Consequently, for such instances, the robots require more reactive handovers that can adapt to the way that the human is presenting the object to the robot and meeting them halfway to receive the object. “Grasping” is indeed a critical act in current, and future robotic systems, ranging from warehouse logistics to service robotics, and handing over objects to humans is the next-level to enhance the warehouse productivity.
In this paper, Nvidia researchers proposed a collaborative robot approach — human-to-robot handovers, in which the robot meets the human halfway. It uses its training to classify the type human’s grasp of the object and concerning that, quickly change its trajectory and take the object from the human’s hand according to their intent.
Building The Dataset
The act of giving and taking objects to and from humans is one of the basic requirements in collaborative robots across industries and applications. Therefore, a growing community of researchers in robotics have been working to resolve this problem and enable an easy human-robot handover.
To achieve this handover process, the Nvidia team created a dataset of 151,551 images of human grasps, which included typical ways in which humans can hold objects — with various hand shapes and poses, which could be either open-palm, pinching or lifting. This dataset covered eight subjects with different hand poses and compiled them with the help of Microsoft Azure Kinect RGBD camera to train an AI model to classify the hand grasps into one of these categories. And, during the recording, the subject was allowed to move the body along with the hands to different positions in order to diversify the viewpoints of the camera.

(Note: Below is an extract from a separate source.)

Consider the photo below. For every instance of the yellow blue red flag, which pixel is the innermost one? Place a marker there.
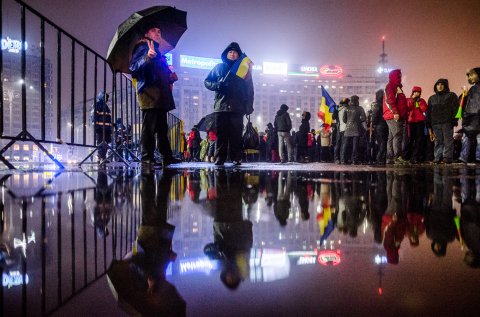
(242, 66)
(327, 107)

Nvidia’s task model was based on robust logical dynamical systems, which represents tasks as a list of reactively executed operators with specific properties. This robust system also generates motion plans that avoid contact between the gripper and the hand. However, the system needed to adapt to different possible grasps, in order to reactively choose the correct way to approach the human user and take the object from them. Until it gets a stable estimate of how the human wants to present the block, it stays in a “home” position and waits.
Training The Model
One of the critical challenges in creating a reactive human-to-robot handover is the reliability and ability to perceive the object and the human continuously. To deal with this, one strategy was to estimate the position of the human hand as well as the 6D object by borrowing off-the-shelf methods from the computer vision community. However, even the state-of-the-art techniques for estimating the human side and the object focus on each of them independently.
Nvidia presented an execution method to take the object from the human hand by detecting the grasp and the hand position and accordingly re-plans its movements as necessary when the handover is interrupted. Explaining further, in a series of experiments, the researchers reviewed a range of different hand positions and their grasps, systematically including both the classification model and the task model.

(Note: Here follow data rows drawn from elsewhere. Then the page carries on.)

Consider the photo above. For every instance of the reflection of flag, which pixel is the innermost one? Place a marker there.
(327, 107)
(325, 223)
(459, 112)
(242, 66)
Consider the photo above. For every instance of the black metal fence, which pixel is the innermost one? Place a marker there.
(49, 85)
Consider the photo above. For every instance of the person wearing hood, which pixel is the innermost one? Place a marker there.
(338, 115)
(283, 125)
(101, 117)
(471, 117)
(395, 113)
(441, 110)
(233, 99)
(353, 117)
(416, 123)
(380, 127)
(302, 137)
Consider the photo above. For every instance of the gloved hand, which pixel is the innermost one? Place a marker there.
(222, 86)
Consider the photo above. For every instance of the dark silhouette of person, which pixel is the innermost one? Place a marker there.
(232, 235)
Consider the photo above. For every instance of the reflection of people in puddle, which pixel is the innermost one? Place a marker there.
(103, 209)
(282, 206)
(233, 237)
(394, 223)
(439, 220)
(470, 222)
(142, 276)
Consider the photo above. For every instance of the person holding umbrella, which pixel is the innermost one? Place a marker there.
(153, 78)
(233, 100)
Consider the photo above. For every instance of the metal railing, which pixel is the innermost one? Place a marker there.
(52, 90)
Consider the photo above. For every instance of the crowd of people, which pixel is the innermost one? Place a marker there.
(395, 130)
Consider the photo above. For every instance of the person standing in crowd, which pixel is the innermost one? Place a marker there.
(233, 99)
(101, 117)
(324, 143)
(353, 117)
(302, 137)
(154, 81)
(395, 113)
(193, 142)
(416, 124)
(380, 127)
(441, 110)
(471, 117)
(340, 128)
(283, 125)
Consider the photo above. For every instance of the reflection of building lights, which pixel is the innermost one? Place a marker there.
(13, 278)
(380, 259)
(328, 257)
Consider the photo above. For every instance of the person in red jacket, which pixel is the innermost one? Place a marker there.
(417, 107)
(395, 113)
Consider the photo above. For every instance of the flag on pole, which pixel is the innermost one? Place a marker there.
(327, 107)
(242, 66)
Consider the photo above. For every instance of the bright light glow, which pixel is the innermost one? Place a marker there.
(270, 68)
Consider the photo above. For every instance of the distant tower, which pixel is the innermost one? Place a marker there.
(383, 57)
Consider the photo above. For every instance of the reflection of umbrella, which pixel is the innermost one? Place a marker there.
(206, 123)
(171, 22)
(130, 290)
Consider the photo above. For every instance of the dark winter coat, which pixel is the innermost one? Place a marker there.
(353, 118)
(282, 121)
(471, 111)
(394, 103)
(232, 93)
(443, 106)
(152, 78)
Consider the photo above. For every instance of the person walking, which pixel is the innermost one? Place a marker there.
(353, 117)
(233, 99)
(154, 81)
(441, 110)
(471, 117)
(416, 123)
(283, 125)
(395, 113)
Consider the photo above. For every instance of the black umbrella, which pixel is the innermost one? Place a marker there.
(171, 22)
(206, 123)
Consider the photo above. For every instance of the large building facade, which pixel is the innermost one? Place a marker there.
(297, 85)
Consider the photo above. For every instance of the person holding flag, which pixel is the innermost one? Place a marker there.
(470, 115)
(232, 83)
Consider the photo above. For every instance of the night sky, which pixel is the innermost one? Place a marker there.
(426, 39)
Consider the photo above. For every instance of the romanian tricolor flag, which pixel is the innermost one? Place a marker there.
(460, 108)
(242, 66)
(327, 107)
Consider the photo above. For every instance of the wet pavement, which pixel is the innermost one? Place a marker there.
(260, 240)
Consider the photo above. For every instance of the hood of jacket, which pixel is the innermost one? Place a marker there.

The method used by Nvidia researchers portrayed a consistent improvement in the grasp success rate. The technique also reduced the total execution time and the trial duration compared with existing traditional approaches. The report stated that the grasp success rate was 100% versus the next best technique’s 80%, and a planning success rate of 64.3% compared with 29.6%. Moreover, it took 17.34 seconds to plan and execute actions versus the 20.93 seconds the second-fastest system took.
The researchers believe that their definition of human grasps covers 77% of the user grasps. “While our system can deal with most of the unseen human grasps, they tend to lead to higher uncertainty, and sometimes would cause the robot to back off and re-plan.”
“This has been an issue with this research, and suggests directions for future research, which ideally should be able to handle a broader range of grasps that a human might want to use.”
This approach, by Nvidia, described a system that will enable smooth human-to-robot handovers of objects via classifying different types of human grasp. However, the main flaw in their approach was that the model was trained on a single kind of human grasp, and therefore to make a robust model, Nvidia needs to learn the correct grip poses for different grasp types from data instead of using manually-specified rules. In the future, the team of researchers are planning to make a system, which is more flexible and can support more types of human grasps. This same approach is believed to enhance many human-robot collaborations in warehouse management.